The invention relates generally to methods for manufacturing composites, and more particularly to a method for manufacturing a carbon nanotube composite.
Carbon nanotubes were discovered by Dr. Iijima at NEC Corporation, Japan in 1991. A carbon nanotube is a type of fullerene that exhibits more excellent thermal and mechanical properties than steel and other alloys, yet has low density characteristics similar to or below that of currently available ceramic or polymer composites. Typically, a carbon nanotube can have a heat conduction coefficient of 6600 W/mK (watts/milliKelvin) at room temperature, a tensile strength of up to 100 Gpa (gigapascal), and a Young's modulus of up to 1 Tpa (thousandpascal). Moreover, carbon nanotubes have outstanding chemical stability such as acid-alkali resistance, and resistance to oxidization below 600° C. The remarkable properties exhibited by carbon nanotubes has led scientists and engineers to devote much effort to developing mass production techniques. Over time, carbon nanotubes have become increasingly available, and more attention from both academia and industry is being focused on the applications of carbon nanotubes in bulk quantities. These applications include using carbon nanotubes as a filler material in a polymer matrix that serves as a reinforcement in structural materials.

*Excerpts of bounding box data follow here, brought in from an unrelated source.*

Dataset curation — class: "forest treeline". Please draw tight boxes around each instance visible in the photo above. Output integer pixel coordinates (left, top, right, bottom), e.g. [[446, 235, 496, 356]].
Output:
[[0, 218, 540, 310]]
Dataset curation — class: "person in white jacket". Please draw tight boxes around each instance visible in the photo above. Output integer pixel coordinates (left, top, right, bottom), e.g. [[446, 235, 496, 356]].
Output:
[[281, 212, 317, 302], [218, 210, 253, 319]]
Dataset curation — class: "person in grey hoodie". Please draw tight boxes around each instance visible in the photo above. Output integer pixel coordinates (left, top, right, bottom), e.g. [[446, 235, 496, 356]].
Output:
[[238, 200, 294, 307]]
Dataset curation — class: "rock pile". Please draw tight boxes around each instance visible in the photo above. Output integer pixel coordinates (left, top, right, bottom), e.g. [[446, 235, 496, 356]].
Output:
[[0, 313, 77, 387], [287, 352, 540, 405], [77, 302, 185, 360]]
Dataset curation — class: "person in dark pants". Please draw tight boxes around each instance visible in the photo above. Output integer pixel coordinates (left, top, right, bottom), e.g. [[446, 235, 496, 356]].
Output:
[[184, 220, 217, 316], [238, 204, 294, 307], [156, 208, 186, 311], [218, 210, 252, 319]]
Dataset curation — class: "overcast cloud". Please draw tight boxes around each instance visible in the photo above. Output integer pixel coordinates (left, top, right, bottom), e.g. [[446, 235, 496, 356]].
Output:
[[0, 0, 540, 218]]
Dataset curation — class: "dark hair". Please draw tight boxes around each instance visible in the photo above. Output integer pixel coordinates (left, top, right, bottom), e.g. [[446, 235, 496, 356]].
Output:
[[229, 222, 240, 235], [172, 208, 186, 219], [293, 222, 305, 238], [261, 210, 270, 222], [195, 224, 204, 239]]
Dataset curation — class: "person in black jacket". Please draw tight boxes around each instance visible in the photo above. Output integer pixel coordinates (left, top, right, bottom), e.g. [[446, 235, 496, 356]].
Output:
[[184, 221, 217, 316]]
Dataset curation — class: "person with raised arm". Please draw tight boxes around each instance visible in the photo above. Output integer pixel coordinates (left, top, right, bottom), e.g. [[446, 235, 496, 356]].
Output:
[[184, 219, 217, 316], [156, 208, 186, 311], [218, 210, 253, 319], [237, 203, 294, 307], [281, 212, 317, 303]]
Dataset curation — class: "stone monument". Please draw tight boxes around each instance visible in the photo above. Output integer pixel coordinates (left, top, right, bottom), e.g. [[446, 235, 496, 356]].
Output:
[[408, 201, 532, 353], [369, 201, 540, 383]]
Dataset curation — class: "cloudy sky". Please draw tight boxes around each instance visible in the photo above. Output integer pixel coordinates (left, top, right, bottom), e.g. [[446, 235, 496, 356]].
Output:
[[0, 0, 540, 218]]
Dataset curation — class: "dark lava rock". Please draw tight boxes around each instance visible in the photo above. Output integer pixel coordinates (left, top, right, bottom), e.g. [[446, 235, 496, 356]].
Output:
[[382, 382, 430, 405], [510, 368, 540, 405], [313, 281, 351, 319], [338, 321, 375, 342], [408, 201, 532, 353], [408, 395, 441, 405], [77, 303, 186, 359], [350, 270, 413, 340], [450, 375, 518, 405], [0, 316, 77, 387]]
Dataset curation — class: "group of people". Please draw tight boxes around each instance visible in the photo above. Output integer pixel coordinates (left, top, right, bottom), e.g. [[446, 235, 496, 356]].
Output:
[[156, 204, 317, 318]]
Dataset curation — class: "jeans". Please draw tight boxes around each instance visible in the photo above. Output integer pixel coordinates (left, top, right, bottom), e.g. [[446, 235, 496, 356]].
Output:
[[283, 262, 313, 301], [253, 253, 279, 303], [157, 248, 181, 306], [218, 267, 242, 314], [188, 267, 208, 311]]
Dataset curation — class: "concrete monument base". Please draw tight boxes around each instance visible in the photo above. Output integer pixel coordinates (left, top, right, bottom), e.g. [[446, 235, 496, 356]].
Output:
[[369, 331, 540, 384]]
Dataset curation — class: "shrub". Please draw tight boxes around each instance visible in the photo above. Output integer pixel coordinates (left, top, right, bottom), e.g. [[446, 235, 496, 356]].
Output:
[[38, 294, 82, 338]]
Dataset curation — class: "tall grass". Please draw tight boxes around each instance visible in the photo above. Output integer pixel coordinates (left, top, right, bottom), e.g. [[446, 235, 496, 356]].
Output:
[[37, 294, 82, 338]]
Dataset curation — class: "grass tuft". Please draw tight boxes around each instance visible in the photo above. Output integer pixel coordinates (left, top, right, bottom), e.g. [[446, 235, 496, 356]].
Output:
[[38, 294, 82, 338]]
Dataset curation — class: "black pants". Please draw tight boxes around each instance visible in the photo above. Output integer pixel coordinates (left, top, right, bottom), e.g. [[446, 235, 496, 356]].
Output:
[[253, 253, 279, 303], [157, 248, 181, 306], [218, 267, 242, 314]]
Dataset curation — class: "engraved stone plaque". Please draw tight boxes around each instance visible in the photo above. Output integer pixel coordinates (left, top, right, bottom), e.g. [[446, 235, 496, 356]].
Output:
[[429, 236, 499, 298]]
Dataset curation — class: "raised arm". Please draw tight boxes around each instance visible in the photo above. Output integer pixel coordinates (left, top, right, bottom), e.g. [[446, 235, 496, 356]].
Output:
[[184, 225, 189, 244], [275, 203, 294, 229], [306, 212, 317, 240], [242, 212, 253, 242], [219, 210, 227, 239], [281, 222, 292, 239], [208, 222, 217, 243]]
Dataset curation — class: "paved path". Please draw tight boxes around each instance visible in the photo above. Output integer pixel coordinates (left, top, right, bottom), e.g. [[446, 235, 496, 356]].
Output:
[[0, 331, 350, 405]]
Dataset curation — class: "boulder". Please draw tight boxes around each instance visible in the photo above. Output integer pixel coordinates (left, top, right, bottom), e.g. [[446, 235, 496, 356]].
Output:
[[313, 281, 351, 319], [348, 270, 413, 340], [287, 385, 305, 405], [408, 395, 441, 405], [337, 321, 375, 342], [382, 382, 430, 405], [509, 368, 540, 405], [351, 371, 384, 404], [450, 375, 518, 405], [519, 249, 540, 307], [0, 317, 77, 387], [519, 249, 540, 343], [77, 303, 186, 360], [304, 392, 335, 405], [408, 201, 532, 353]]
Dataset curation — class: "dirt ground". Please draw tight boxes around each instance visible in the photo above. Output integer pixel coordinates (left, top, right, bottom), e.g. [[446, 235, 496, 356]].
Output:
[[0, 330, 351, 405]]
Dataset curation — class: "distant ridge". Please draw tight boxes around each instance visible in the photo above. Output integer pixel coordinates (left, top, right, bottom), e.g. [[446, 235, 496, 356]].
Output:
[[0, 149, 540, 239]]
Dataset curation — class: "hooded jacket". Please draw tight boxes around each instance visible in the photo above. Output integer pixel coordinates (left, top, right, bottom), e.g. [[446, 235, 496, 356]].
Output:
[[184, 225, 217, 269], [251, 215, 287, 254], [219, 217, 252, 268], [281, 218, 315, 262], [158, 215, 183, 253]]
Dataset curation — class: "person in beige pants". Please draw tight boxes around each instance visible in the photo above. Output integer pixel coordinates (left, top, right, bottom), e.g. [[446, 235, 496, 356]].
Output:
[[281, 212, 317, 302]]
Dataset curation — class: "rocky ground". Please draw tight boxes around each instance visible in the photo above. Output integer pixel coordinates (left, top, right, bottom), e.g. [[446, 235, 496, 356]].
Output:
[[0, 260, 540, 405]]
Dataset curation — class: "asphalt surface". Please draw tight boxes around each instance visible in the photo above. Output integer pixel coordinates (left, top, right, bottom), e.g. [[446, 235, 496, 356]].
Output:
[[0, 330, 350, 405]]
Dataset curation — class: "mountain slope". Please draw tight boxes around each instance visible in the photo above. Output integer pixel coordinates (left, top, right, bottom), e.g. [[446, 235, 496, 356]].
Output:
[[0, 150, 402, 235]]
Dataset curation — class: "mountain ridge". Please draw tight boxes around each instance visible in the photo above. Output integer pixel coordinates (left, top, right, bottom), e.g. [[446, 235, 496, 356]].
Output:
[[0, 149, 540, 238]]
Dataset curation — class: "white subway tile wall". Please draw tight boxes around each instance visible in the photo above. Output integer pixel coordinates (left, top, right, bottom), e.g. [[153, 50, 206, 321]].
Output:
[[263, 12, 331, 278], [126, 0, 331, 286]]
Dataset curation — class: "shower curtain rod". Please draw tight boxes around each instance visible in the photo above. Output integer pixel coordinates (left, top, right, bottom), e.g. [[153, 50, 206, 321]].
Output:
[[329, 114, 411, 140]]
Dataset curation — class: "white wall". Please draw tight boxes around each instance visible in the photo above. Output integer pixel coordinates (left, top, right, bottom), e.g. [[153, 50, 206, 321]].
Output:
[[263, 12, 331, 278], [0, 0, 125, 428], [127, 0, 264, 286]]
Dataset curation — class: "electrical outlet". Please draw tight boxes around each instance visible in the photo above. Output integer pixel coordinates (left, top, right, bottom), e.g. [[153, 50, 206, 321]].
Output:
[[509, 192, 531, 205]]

However, carbon nanotube polymer composite is often difficult to produce when incorporated into a polymer matrix. Frequently, during the formation of such composite, gravity pulls and separates denser composite material from the lightweight carbon nanotube composite material. Moreover, due to their crystalline and electrical characteristics, carbon nanotubes tend to conglomerate into each other during the composite formation process rather than uniformly dispersing in the matrix composite material.
In order to solve the above-described problem, a method for manufacturing a carbon nanotube composite is provided. During the formation process of the composite, conglomerated carbon nanotubes are distributed by way of an ultrasonic cleaning process. Moreover, due to the dispersing effect achieved by the ultrasonic cleaning process, the carbon nanotubes are uniformly dispersed in a matrix composite material.
However, a composite obtained by the method contains carbon nanotubes that are disorderly distributed in a polymer matrix. The disorderly distribution of the carbon nanotubes adversely impairs physical and chemical properties of the carbon nanotubes. In addition, the performance of the carbon nanotube composite achieved by the method may be less satisfactory.
What is needed, therefore, is a method for manufacturing a composite having carbon nanotubes orderly arranged and uniformly dispersed therein.